The company posted strong numbers in international markets, especially in China, where most other retailers have struggled in recent months. Total sales in China increased 28% and direct-to-consumer sales increased 51%. Sales in Western Europe increased 12%.
Overall futures orders were up 20%, well ahead of analyst expectations. The futures spike, which was Nike’s highest single-quarter jump in more than 15 years, helped buoy the company’s stock price despite concern about excess inventory in North America, according to Edward Jones analyst Brian Yarbrough.
“That’s where you can be bullish on the stock,” Yarbrough said.
Jefferies reiterated its “Buy” rating for Nike and increased its price target to $152 after the earnings announcement, citing strong international numbers, futures orders and growth in the Nike’s running, basketball and Jordan brand categories.
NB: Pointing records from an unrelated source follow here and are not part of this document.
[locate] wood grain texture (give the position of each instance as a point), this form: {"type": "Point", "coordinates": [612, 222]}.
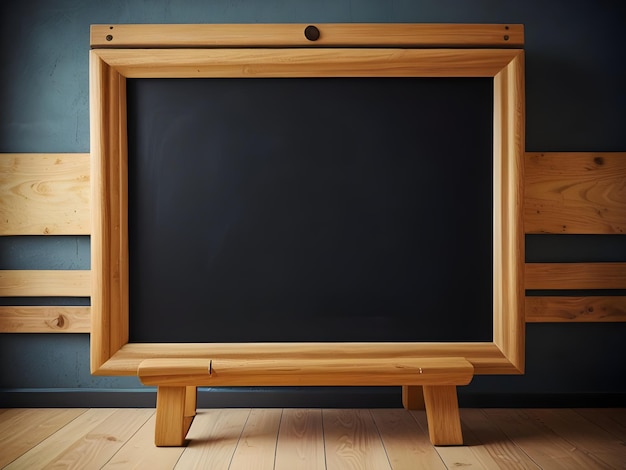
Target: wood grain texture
{"type": "Point", "coordinates": [50, 450]}
{"type": "Point", "coordinates": [508, 227]}
{"type": "Point", "coordinates": [170, 428]}
{"type": "Point", "coordinates": [109, 210]}
{"type": "Point", "coordinates": [300, 443]}
{"type": "Point", "coordinates": [585, 436]}
{"type": "Point", "coordinates": [110, 67]}
{"type": "Point", "coordinates": [214, 436]}
{"type": "Point", "coordinates": [495, 438]}
{"type": "Point", "coordinates": [608, 419]}
{"type": "Point", "coordinates": [455, 456]}
{"type": "Point", "coordinates": [95, 448]}
{"type": "Point", "coordinates": [23, 429]}
{"type": "Point", "coordinates": [575, 275]}
{"type": "Point", "coordinates": [413, 397]}
{"type": "Point", "coordinates": [582, 192]}
{"type": "Point", "coordinates": [486, 358]}
{"type": "Point", "coordinates": [139, 452]}
{"type": "Point", "coordinates": [442, 412]}
{"type": "Point", "coordinates": [262, 63]}
{"type": "Point", "coordinates": [490, 445]}
{"type": "Point", "coordinates": [406, 444]}
{"type": "Point", "coordinates": [44, 194]}
{"type": "Point", "coordinates": [575, 309]}
{"type": "Point", "coordinates": [351, 441]}
{"type": "Point", "coordinates": [45, 283]}
{"type": "Point", "coordinates": [543, 445]}
{"type": "Point", "coordinates": [334, 34]}
{"type": "Point", "coordinates": [257, 446]}
{"type": "Point", "coordinates": [301, 371]}
{"type": "Point", "coordinates": [45, 319]}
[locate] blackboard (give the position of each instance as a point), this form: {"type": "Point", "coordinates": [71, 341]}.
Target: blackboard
{"type": "Point", "coordinates": [315, 209]}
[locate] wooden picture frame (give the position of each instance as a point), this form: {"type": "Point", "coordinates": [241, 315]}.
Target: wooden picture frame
{"type": "Point", "coordinates": [339, 50]}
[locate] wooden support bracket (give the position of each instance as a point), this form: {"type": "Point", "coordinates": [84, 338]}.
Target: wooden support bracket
{"type": "Point", "coordinates": [428, 383]}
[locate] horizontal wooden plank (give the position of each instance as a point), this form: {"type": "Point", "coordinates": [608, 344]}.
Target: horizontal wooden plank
{"type": "Point", "coordinates": [36, 319]}
{"type": "Point", "coordinates": [335, 34]}
{"type": "Point", "coordinates": [485, 357]}
{"type": "Point", "coordinates": [575, 192]}
{"type": "Point", "coordinates": [45, 283]}
{"type": "Point", "coordinates": [299, 371]}
{"type": "Point", "coordinates": [575, 309]}
{"type": "Point", "coordinates": [300, 63]}
{"type": "Point", "coordinates": [44, 194]}
{"type": "Point", "coordinates": [575, 276]}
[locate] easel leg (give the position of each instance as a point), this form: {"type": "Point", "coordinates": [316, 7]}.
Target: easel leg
{"type": "Point", "coordinates": [442, 413]}
{"type": "Point", "coordinates": [412, 397]}
{"type": "Point", "coordinates": [191, 397]}
{"type": "Point", "coordinates": [171, 427]}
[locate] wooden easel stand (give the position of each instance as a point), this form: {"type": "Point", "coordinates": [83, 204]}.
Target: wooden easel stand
{"type": "Point", "coordinates": [427, 383]}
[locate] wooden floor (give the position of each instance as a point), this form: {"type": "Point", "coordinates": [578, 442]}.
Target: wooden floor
{"type": "Point", "coordinates": [292, 439]}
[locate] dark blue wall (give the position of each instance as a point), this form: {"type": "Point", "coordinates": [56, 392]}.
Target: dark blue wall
{"type": "Point", "coordinates": [576, 101]}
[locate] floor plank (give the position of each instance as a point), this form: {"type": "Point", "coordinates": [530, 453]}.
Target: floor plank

“Nike again delivered ahead of expectations, the results of which speak to the brand’s power and market positioning even amidst a challenging environment,” Jefferies analysts wrote in a note Wednesday morning. “Although there are some moving parts to the balance of FY’16, the outlook for the year remains intact and we are upbeat on the company’s prospects into 2016 given strong futures orders and a compelling slate of sporting events over the course of the year.”
Nike projects its gross margin will drop 50 basis points in the third quarter amid efforts to clear inventory in North America after a West Coast port slowdown earlier in 2015.
“We expect inventory levels in North America to normalize over the balance of the fiscal year as we continue to take the appropriate actions to maintain a healthy bull market for the NIKE Brand,” Nike Brand President Trevor Edwards said in a conference call.
Yarbrough expressed concern about that timeline, especially given the unseasonably warm winter weather currently impacting apparel retailers throughout the country.
“Their inventory levels are high in the U.S. They know that. My fear is, they haven’t even heard from their retailers yet. The holidays have been tough. The weather hasn’t been cooperative. I think there’s a lot of fear that the retailers are going to have too much inventory,” he said.
Nike has been the Dow Jones Industrial Average’s best-performing stock thus far in 2015. Unlike other apparel brands, including rival Under Armour (NYSE:UA), Nike’s numbers have stayed strong despite a country-wide retail slowdown. A growing emphasis among consumers on health and wellness, the “athleisure” trend toward formal activewear and key endorsement deals with athletes like NBA star LeBron James have bolstered Nike’s efforts.
“Take nothing away, these guys have done a phenomenal job. They’ve put a ton of great product in the marketplace. They’re basically driving consumer demand for this entire industry,” Yarbrough said.